Background: Smoking is an independent and modifiable risk factor for atherosclerotic cardiovascular disease. Recent studies have shown a concerning deficit in the assistance provided to smokers by cardiologists. We assessed practice-level variation, and predictors of smoking cessation assistance (counseling or pharmacotherapy) in the NCDR PINNACLE registry.

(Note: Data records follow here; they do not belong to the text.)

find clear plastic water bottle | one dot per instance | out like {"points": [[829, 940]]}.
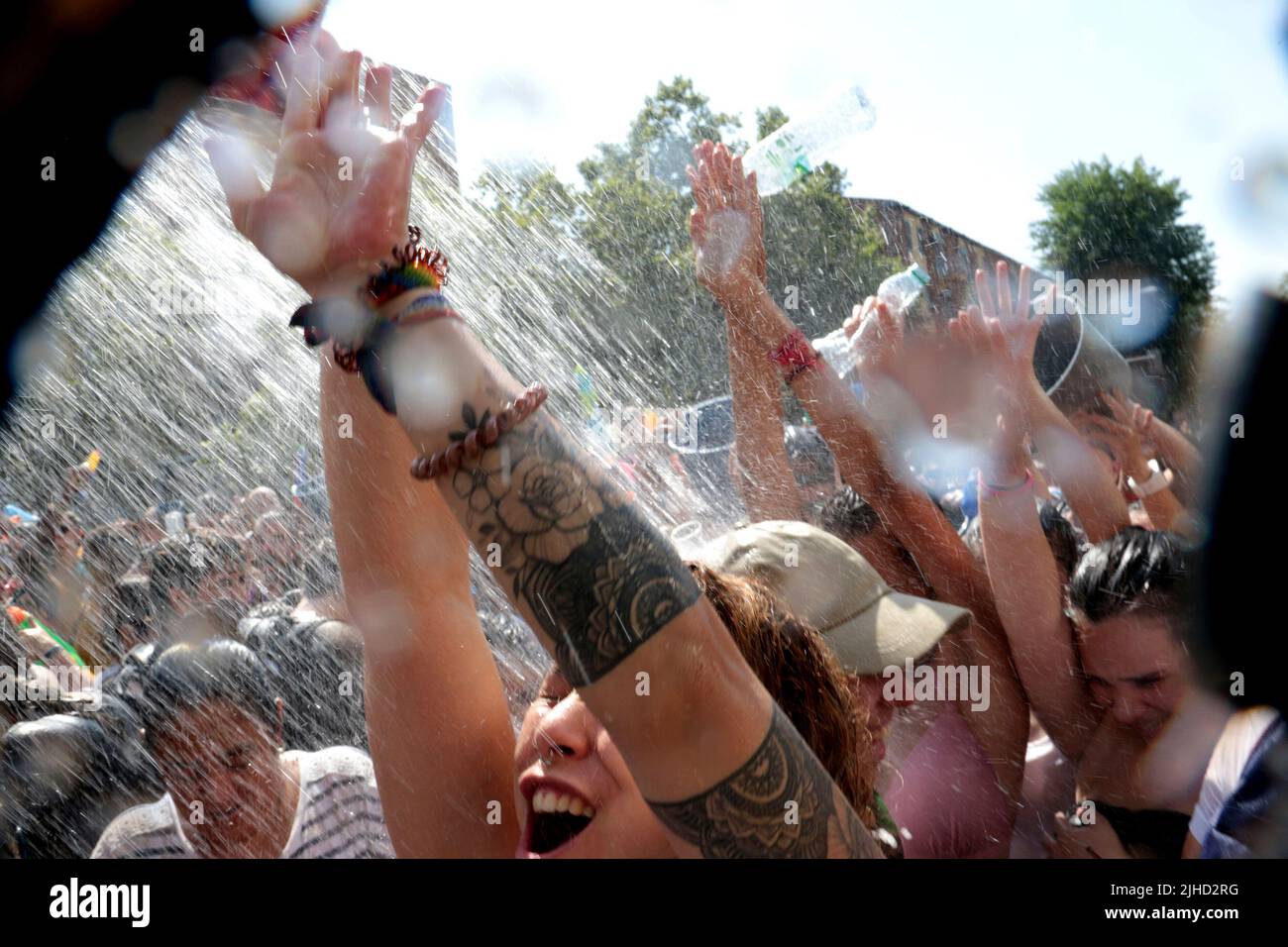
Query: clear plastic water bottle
{"points": [[798, 147], [900, 292]]}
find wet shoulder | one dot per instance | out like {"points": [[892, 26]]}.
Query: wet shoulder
{"points": [[143, 831], [340, 813]]}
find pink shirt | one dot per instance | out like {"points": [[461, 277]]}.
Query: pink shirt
{"points": [[948, 800]]}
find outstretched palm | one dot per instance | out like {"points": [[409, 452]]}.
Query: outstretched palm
{"points": [[340, 185]]}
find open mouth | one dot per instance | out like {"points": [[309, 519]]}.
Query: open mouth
{"points": [[558, 817]]}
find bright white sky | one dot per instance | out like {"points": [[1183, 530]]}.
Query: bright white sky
{"points": [[978, 105]]}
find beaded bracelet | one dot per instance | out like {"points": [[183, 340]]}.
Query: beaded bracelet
{"points": [[361, 329], [477, 440], [794, 355]]}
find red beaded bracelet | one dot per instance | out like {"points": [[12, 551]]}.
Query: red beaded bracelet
{"points": [[794, 355], [480, 438]]}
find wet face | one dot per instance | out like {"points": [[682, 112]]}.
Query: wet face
{"points": [[1136, 671], [585, 804], [868, 693], [220, 761]]}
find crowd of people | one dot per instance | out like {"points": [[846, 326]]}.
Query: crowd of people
{"points": [[888, 657]]}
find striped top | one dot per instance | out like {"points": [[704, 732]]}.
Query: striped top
{"points": [[338, 815]]}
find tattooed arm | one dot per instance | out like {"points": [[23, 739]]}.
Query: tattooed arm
{"points": [[610, 600], [407, 582]]}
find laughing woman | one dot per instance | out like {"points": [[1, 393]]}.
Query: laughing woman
{"points": [[653, 716]]}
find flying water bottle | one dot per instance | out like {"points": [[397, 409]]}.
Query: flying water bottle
{"points": [[793, 151], [900, 291]]}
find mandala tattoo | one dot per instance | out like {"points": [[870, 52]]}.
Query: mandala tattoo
{"points": [[595, 575], [780, 804]]}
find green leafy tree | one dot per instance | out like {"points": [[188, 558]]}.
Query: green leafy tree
{"points": [[1113, 222], [653, 322]]}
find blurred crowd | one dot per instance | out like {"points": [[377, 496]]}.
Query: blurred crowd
{"points": [[958, 600]]}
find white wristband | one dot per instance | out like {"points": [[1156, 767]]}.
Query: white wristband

Methods: Among 259845 current smokers seen between 1/1/2013 and 12/31/2016 in 348 PINNACLE cardiology practices, we measured the rates of smoking cessation assistance. We used multivariable hierarchical logistic regression models to determine patient and practice predictors of cessation assistance. We measured the practice variation in cessation assistance using a median rate ratio (MRR; the likelihood that the same patient would receive the same assistance at any given practice; >1.2 suggests significant variation).

Results: Cessation assistance was provided to 90790 (35%) smokers. In multivariable models, physician provider (Odds Ratio, OR 1.17 [95% CI 1.12 - 1.22] vs. advanced practice providers), female sex (OR 1.12 [95% CI 1.09 - 1.16]), hypertension (OR 1.33 [95% CI 1.30 - 1.36]), dyslipidemia (OR 1.49 [95% CI 1.46 - 1.53]), coronary artery disease (OR 1.30 [95% CI 1.27 - 1.34]), and peripheral arterial disease (OR 1.68 [95% CI 1.63 - 1.73]) were independently associated with smoking cessation assistance. In contrast, practice location in South Census region (OR 0.36 [95% CI 0.18 - 0.75] vs. West region), older age (OR 0.90 [95% CI 0.89 - 0.91] per 10 year increase), diabetes (OR 0.86 [95% CI 0.83 - 0.88]), and atrial fibrillation (OR 0.95 [95% CI 0.92 - 0.97]) were associated with less cessation assistance. Finally, there was a large variation in practice rates of cessation assistance (MRR: 5.52 [95% CI 4.78 - 6.48]), even after adjustment for patient and practice characteristics.

Conclusions: In a national ambulatory cardiology practice registry, only one in 3 smokers received cessation assistance. We identified the practice and patient-level predictors of smoking cessation assistance, however, these predictors minimally accounted for the large practice-level variation in cessation assistance. Efforts are needed to address these gaps and reduce variation in cessation assistance.